Sometimes when you’re writing something, you begin with good intentions but you end up scrapping the entire thing in frustration.
I was going to post an entire review of [redacted] this week. It’s deep, nerdy and - I decided - wholly unnecessary.
Let me tell you why.
I think we have peaked - in terms of design - when it comes to almost every piece of lacrosse equipment available. The days of wild offsets and funky sidewalls are long past. The 2010 head rule changes all but ensured this outcome. We are entering an era that will be defined much more by the inclusion of innovative materials and construction than design. Which…is both good and bad.
I’ve said it once, and I’ll say it again, the best material to design construction when it comes to lacrosse heads is the original Brine Edge. People think that head changed the industry because of the offset - and it did. But what it also did was set a standard for durability that has never EVER been matched by modern head construction.
So, a product released in 1995 is the best? No, that’s not what I’m saying. I’m saying that it is, so far, the best fusion of design and durability. The Edge wasn’t made to break; it was made the break the game. And it did. People hated it at first. The little teeth, the squared-off scoop, the weird hole in the middle of the indented bottom rail - it was poo-pooed like a gimmick.
Then everyone used it.
We aren’t going to get that again. The design and technology goals aren’t the same as they were in the 90s. They’re not the same as they were in the aughts, either. Lacrosse heads aren’t made to last forever. The issue isn’t breakage, it’s more warping and structural integrity that define the most common struggle of usage. But that is where the improvement can be made almost immediately.
Manufacturers: I’ve seen all of your heads. I speak your design language. I have been lucky enough to test a good amount of them. Through my own personal use or the use of players that I coach, I see what you’re doing with your marketing. Brilliant, by the way. Love the hustle.
But sequelization and social media plaudits have made you soft. Everyone is scared to tell you what they really think of your product because if they say one negative thing they get booted from the seed list. Which is funny because you’re only giving the heads to people that barely play the game anyway. String. Post. Sell. Repeat. The content wheel you created in lieu of paying for ad space is broken; hoisted by its own petard.
Making the same head with minor design tweaks that are spiritually akin to reversing the play you just ran on Madden to the opposite side is going to get found out - if it hasn’t already.

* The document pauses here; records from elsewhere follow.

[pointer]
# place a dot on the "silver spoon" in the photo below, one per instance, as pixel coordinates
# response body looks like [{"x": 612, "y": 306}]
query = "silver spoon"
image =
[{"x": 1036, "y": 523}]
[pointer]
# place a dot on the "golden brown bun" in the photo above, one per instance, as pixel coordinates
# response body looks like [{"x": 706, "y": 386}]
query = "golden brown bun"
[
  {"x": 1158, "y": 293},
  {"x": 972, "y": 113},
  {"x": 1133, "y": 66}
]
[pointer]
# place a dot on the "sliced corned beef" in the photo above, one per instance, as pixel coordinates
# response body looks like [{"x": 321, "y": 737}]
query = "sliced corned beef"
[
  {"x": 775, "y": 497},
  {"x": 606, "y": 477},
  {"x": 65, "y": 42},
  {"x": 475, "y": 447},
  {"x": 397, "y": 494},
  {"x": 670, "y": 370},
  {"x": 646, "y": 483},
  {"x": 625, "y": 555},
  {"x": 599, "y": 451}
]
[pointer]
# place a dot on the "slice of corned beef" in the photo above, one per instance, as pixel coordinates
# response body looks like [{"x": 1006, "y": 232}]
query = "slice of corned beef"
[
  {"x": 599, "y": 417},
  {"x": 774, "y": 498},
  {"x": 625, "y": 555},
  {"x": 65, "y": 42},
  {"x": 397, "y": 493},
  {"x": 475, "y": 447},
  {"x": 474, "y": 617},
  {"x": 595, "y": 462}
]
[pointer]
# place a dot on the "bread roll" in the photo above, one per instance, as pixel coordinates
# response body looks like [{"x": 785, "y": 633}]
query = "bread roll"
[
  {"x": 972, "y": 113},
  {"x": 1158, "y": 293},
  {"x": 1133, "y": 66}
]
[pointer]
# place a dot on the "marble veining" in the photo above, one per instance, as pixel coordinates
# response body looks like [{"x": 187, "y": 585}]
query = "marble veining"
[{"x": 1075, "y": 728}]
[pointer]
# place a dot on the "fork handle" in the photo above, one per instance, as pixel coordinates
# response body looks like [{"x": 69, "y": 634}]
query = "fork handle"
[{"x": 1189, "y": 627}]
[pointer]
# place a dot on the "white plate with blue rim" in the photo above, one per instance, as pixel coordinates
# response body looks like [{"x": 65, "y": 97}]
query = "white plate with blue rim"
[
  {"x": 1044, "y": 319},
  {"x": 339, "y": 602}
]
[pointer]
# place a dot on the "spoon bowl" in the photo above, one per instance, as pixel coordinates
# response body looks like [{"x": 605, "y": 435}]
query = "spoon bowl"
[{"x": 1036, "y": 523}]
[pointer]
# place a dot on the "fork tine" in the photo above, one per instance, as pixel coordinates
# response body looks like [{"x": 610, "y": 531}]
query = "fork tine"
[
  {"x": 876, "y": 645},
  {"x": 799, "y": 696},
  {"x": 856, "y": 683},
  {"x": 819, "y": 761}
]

Okay, so you don’t want to take a risk by making a new head without a lineage to help sell it. I get that. What you could do instead is take your best-selling head and make it with proven materials that cost more. A few companies have done this - STX and ECD spring to mind - with varying degrees of success.
Look - I love gear. I always will. I get a rush out of dialing in a new head, or throwing on a new pair of pads. But upscaling pricing for lacrosse gear is out of control and the product is not better. Something has to change.
Which one of you is going to do it?
Perhaps it's because it scratches right where I'm itching, but this is one of the best things that you've recently written. I could not agree more! The biggest thing holding this sport back from the mainstream is access. Frankly, this has always been the case. I've been playing the game for nearly 30 years, I have the means to buy new equipment, yet I still almost always buy used gear from graduating seniors, people on ebay, or strangers on Sideline Swap. Why? Because nothing really changes and I don't need to have the latest and greatest? This game won't grow until manufacturers allow it to, and that's a sad reality.
Oh, and I still use my original '95 Edge in the backyard when I play with my kids. That head can't be beat.